PredSL

Navigation

Links

PredSL combines several methods in order to predict a protein's localization to the chloroplast and the thylakoids, the mitochondrion and the secretory pathway.
As input PredSL requires the protein's sequence in fasta format.
The algorithm cosists of 10 steps:

STEP 1:
Initially the 100 N-terminal residues of the sequence are coded (see supplementary material-neural network training) and fed to a first layer of 2 neural networks which determine whether a residue belongs or not to a chloroplast transit peptide (cTP) or a mitochondrial transit peptide (mTP). From this step we get 100 scores (one per residue) from each network.

STEP 2:
We have set a cutoff where the residues do not belong to a transit peptide any longer, and thus we calculate two approximate cleavage sites from the 100 scores we calculated in step 1.(One from each network)

STEP 3:
We take a window of 40 positions around the approximate cleavage site we estimated in step 2, and we use a set of neural networks to predict the cleavage site. Therefore we have one prediction of the cleavage site of the hypothetical cTP and one for the mTP.

STEP 3:
We calculate the average of the scores of the hypothetical peptides predicted from each network, and this results to two scores.

STEP 4:
We feed the 100 scores from step 1 to two neural networks (one for the cTP and one for the mTP), and we get two more scores. These scores represent the probability that the sequence has an mTP or a cTP.

STEP 5:
We use PrediSi to calculate one more score for each sequence.
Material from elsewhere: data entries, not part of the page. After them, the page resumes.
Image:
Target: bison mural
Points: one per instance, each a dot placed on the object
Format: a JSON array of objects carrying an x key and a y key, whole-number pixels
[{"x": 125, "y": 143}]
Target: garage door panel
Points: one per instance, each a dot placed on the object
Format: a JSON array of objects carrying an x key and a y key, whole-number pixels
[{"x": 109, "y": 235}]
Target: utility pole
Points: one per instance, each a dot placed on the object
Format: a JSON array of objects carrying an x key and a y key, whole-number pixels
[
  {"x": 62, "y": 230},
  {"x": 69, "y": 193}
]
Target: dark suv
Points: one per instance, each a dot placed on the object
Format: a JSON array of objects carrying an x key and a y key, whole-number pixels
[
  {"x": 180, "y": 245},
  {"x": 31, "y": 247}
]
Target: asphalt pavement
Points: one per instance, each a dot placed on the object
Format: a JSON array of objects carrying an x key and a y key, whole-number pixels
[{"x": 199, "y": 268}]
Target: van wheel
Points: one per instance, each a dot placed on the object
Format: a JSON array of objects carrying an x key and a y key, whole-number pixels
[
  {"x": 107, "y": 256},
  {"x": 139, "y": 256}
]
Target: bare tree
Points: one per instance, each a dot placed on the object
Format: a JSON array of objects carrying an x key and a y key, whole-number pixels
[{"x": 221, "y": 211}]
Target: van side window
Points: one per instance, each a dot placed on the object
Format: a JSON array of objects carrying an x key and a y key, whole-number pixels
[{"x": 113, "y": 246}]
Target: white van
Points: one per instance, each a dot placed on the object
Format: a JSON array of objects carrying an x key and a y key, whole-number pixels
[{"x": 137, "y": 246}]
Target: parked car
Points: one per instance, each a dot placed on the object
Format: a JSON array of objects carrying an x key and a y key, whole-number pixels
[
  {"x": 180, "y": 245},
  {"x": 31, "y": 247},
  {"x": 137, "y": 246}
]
This score represents the probability of a sequence belonging to a secreted protein.

STEP 6:
We use a program that uses Markov chains to discriminate between two categories to get 6 more scores for the plant proteins and 3 more for the nonplant. (See supplementary material-Markov chains)

STEP 7:
We use HMMER to get two additional scores for each protein. One that shows the existence or not of a cTP and one that shows the existence or not of an mTP.

STEP 8:
We feed all the scores we gathered (13 for the plant and 7 for the non-plant proteins) to a neural network that does the final prediction.

STEP 9:
Finally, if a sequence is predicted to belong to a chloroplast protein, we use HMMER to determine the existence of a lumenal-transit peptide (lTP)

STEP 10:
If the user requires it, PredSL provides the possibility to make a graph for each case. The graphs for the chloroplast and mitochondrial sequences are created using the scores from Step 1 and taking a window around the predicted cleavage site from Step 3. For the secreted proteins, the graphs are created usind the hydrophobicity index (Kytte-Doolittle, 1982) for a window around the predicted cleavage site from PrediSi.